To analyze your samples for immunohistochemistry, you'll require the GPI marker. GPI markers are used to identify and extract DNA. There are many options to select from when designing reliable and efficient tests. Utilizing the right controls will minimize the risk of making errors. Follow these tips to ensure your experiments are successful using the Boster GPI marker.

TBST

GPI anchor protein (or GPI) has been identified as a promising antifungal molecule. It is capable of preventing the growth of many fungal species and has been demonstrated to also affect compartment-specific exonsplicing in trypanosomatids. It's still a work-in-progress however, it is becoming an increasingly popular diagnostic tool to identify TBST resistant fungi.

The GPI marker is anchored to cells' walls. It is involved in controlling the production of cell membrane proteins and cell wall proteins. The gel1 and Gel7 mutants show a leaky quality-control system. They increase the expression of GPI-anchored proteins to help compensate for this deficiency. For instance the gel1 mutant is afflicted with a defect that compromises integrity of its cell wall.

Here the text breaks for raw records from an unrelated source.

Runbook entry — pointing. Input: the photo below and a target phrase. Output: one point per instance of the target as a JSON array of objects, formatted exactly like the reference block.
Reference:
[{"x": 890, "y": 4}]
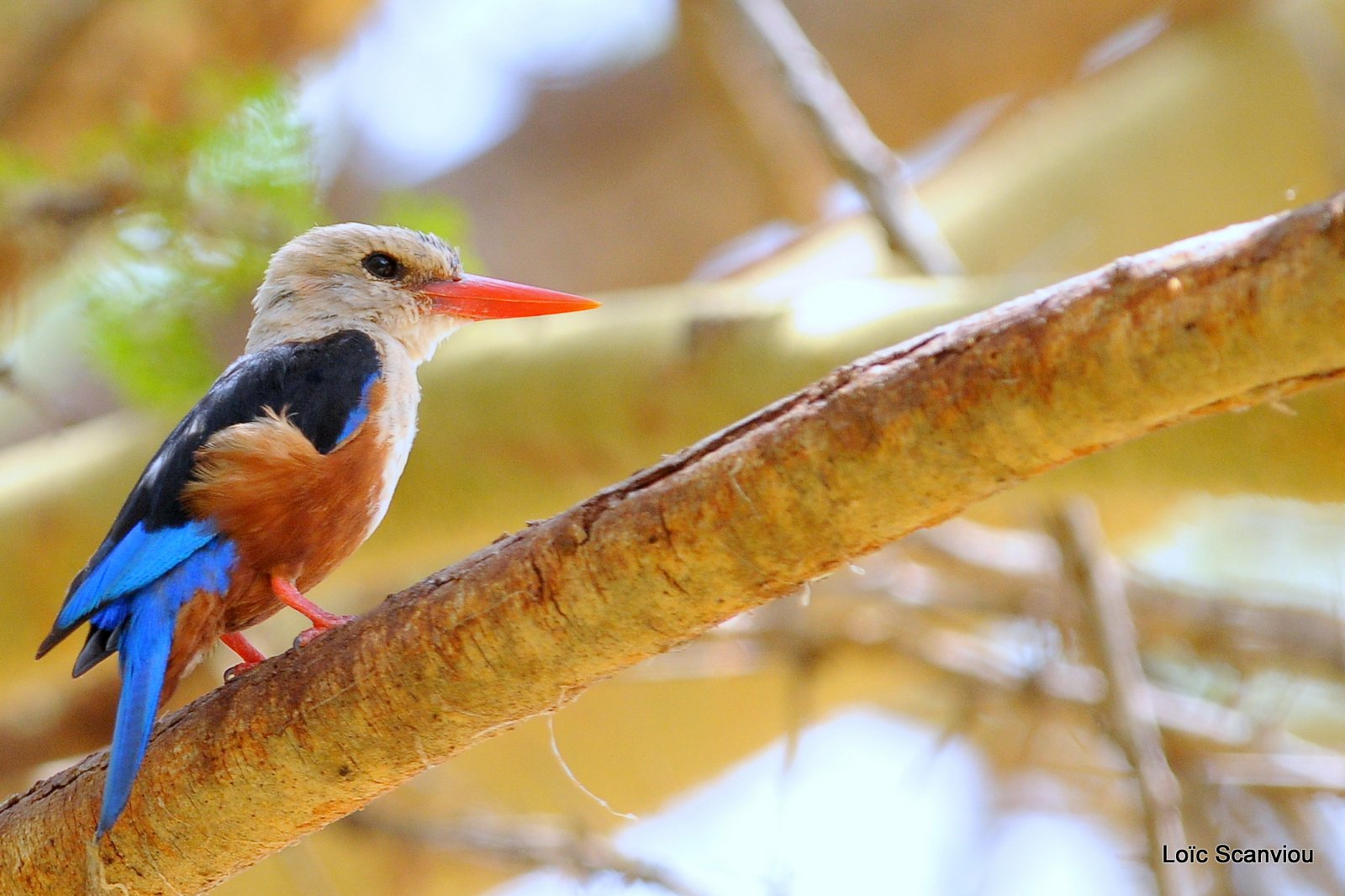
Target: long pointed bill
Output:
[{"x": 488, "y": 299}]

In mammalian cells and yeast, the biosynthesis of the GPI anchor is well understood. The process involves sequential modifications of phosphatidylinositol and the addition of sugars and ethanolaminephosphate to the precursor lipid in the ER. In yeast, EtN-P is linked to three mannose residues by genes PIG'N/MCD4 or PIG'O/GPI13.

Optimizing IHC workflow

If you're looking to optimize your IHC workflow using the GPI marker, it's important to understand the basics of mIF reproducibility. This includes the analysis of multiplexed staining, antibody evaluation and pre-analytical steps. You must also consider the specificity and determine if they were specific. The pre-analytical process also affects the marker's expression. All of these factors have an impact on IHC reproducibility.

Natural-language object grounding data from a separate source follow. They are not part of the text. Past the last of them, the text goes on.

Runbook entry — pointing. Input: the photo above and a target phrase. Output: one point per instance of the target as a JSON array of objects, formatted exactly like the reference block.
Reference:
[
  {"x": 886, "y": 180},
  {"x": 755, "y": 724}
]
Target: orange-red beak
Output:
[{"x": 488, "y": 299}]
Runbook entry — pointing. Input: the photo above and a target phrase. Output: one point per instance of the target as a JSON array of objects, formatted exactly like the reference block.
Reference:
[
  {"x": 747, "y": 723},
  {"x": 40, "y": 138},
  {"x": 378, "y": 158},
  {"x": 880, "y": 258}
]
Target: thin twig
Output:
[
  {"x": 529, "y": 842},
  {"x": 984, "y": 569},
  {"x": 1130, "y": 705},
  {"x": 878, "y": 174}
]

Pathophysiology research requires tissue specimens. Technology advancement has also facilitated our understanding of interactions between cells. One of the newer technologies that are revolutionizing the process is mfIHC. Due to the high-quality of these images, optimizing and accuracy are key. Here are some helpful tips to improve your workflow using the GPI marker. This makes it easy to label and detection on a variety targets.

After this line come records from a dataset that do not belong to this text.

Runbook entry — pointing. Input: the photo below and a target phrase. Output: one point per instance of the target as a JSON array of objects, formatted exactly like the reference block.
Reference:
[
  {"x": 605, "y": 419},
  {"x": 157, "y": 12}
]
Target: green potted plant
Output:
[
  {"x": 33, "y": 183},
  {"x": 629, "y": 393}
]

Any IHC-based assay requires the use of a binding molecules. The choice of binding molecule can make a significant difference in the final result as well as the reliability and interpretation of the test. Antibodies are the most commonly used binding molecules. They differ greatly in the specificity to their targets. The more specific the antibody, the less background or off-target binding will be. It is easier to interpret the results when the binding molecule is specific for the target.

Tissue samples can be obtained from a variety of sources. The biopsy, animal model or surgical procedure can provide you fresh tissue. However autopsy requires the animal to die for two hours and the autopsy specimen is more of a postmortem autolysis. Because antigens are denatured after 2 hours, the specimen must be fixed as soon as possible. This will stop the antigens from degrading and disappearing.